Awards & Recognitions – February 2022

ISC 2022 Presentations

Barrow PGY-6 neurosurgery resident Joshua Catapano, MD, was selected to orally present two of his abstracts at this year’s International Stroke Conference in New Orleans, hosted by the American Heart Association/American Stroke Association. The abstracts chosen were titled, “Number-needed-to-review: A Novel Metric To Assess Triage Efficiency Of Large Vessel Occlusion Detection Systems” and “Hospital Cost Of Direct To Angiography Suite Compared To Emergency Department Transfers For Large Vessel Occlusions Undergoing Mechanical Thrombectomy: A Propensity Adjusted Analysis.”

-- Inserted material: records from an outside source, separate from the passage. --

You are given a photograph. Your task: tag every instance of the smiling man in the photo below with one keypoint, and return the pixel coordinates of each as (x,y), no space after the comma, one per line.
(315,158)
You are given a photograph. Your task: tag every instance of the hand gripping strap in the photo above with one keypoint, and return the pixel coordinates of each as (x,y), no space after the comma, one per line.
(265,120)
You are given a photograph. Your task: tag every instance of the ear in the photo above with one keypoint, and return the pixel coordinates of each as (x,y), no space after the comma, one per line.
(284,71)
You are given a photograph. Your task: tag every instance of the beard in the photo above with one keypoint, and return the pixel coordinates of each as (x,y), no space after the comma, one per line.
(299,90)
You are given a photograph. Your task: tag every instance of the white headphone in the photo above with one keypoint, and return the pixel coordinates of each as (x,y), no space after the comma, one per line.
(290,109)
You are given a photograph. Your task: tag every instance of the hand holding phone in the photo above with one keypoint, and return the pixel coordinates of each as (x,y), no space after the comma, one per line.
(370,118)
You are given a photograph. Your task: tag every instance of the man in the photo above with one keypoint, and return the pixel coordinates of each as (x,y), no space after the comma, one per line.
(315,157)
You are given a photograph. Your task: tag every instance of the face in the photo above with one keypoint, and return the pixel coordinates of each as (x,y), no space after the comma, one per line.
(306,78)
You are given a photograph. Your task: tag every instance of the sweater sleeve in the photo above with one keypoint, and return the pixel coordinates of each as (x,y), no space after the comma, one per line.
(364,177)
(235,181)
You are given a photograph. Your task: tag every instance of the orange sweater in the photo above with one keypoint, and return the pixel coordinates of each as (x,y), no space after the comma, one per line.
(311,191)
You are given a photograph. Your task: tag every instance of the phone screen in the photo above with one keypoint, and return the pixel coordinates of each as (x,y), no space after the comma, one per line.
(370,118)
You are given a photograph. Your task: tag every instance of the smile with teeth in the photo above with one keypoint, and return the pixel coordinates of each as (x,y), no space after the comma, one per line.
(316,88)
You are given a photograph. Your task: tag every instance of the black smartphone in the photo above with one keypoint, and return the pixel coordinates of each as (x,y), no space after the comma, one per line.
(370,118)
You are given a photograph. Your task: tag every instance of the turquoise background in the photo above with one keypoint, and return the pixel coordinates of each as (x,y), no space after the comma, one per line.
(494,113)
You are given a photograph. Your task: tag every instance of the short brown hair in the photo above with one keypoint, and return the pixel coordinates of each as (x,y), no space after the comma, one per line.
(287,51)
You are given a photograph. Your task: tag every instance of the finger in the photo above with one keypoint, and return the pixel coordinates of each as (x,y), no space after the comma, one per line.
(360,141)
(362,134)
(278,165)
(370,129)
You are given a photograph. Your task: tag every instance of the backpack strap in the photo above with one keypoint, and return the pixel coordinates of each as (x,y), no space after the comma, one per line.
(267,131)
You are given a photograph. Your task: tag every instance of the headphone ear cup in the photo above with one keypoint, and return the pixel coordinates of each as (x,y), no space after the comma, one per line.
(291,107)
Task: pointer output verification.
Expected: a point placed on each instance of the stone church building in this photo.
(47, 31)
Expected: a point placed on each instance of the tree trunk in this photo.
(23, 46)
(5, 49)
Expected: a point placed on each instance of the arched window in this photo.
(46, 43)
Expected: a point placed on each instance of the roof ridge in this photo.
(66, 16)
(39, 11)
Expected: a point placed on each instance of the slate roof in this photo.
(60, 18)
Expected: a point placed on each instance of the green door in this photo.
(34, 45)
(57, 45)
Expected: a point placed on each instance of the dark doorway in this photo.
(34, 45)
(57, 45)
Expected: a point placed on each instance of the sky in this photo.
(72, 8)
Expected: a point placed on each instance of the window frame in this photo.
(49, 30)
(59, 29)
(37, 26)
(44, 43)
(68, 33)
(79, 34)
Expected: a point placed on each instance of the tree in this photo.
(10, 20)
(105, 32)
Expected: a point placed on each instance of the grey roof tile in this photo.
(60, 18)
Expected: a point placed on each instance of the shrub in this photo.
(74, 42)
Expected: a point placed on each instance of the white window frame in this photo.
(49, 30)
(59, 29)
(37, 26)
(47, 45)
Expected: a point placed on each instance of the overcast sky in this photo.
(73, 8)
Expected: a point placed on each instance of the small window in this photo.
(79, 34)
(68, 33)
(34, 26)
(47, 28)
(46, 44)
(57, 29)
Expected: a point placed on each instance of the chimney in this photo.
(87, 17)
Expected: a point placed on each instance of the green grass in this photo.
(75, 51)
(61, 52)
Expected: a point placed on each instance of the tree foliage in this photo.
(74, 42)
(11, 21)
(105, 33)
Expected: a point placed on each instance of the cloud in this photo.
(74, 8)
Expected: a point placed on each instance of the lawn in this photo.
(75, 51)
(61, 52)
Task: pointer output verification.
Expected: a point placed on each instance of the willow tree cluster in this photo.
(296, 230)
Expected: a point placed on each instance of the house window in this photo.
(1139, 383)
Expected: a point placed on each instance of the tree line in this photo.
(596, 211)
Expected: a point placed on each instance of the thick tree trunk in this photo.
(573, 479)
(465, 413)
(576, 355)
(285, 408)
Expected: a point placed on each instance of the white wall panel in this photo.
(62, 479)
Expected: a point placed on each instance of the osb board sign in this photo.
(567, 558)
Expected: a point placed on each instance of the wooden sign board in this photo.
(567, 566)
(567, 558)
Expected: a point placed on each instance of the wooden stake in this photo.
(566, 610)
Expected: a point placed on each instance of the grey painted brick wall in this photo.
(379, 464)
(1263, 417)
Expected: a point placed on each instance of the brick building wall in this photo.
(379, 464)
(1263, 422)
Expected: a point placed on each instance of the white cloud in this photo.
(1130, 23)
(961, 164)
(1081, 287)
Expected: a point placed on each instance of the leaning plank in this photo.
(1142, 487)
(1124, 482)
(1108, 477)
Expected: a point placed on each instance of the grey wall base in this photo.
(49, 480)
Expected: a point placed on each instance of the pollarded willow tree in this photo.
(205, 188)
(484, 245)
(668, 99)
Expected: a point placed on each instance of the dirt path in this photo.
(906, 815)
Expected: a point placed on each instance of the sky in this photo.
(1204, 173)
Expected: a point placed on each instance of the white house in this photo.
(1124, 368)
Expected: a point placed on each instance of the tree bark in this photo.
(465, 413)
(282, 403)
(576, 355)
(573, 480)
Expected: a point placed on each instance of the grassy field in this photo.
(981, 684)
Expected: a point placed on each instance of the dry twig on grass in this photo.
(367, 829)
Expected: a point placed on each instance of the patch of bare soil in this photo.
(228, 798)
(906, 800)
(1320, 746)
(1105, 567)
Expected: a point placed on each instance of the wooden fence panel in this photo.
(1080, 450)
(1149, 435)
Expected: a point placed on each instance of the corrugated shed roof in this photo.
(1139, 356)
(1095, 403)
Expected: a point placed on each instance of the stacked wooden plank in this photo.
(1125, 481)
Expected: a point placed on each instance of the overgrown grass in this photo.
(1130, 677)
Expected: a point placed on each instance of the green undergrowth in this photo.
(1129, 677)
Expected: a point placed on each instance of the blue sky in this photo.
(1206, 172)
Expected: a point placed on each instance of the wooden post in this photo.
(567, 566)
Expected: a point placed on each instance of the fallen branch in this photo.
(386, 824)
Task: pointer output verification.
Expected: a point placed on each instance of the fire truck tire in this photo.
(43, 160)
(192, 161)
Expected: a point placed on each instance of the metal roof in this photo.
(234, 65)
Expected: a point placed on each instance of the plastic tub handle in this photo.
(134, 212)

Early-Career Scientist Symposium Presenter

Costanza Lo Cascio, a PhD candidate working in the Mehta Laboratory at Barrow, has been invited to present at this year’s Early-Career Scientist Symposium at the Montreal Clinical Research Institute in Canada. The evaluation committee has selected a total of nine students to present their PhD thesis work, and Costanza is one of only two students chosen from the United States. Costanza’s research includes the role of the HDAC1 enzyme in glioblastoma and the Ivy Brain Tumor Center‘s phase 0 approach in the preclinical setting.

NIH R01 Grant

Ashley Stokes, PhD, a neuroimaging scientist at Barrow, received a $1.25 million grant from the National Institutes of Health to study Parkinson’s-related changes across different functional networks in the brain using an advanced MRI method. She was specifically awarded the Stephen I. Katz Early-Stage Investigator Research Project Grant, a new type of R01 grant that funds innovative ideas that represent new directions for early-stage investigators.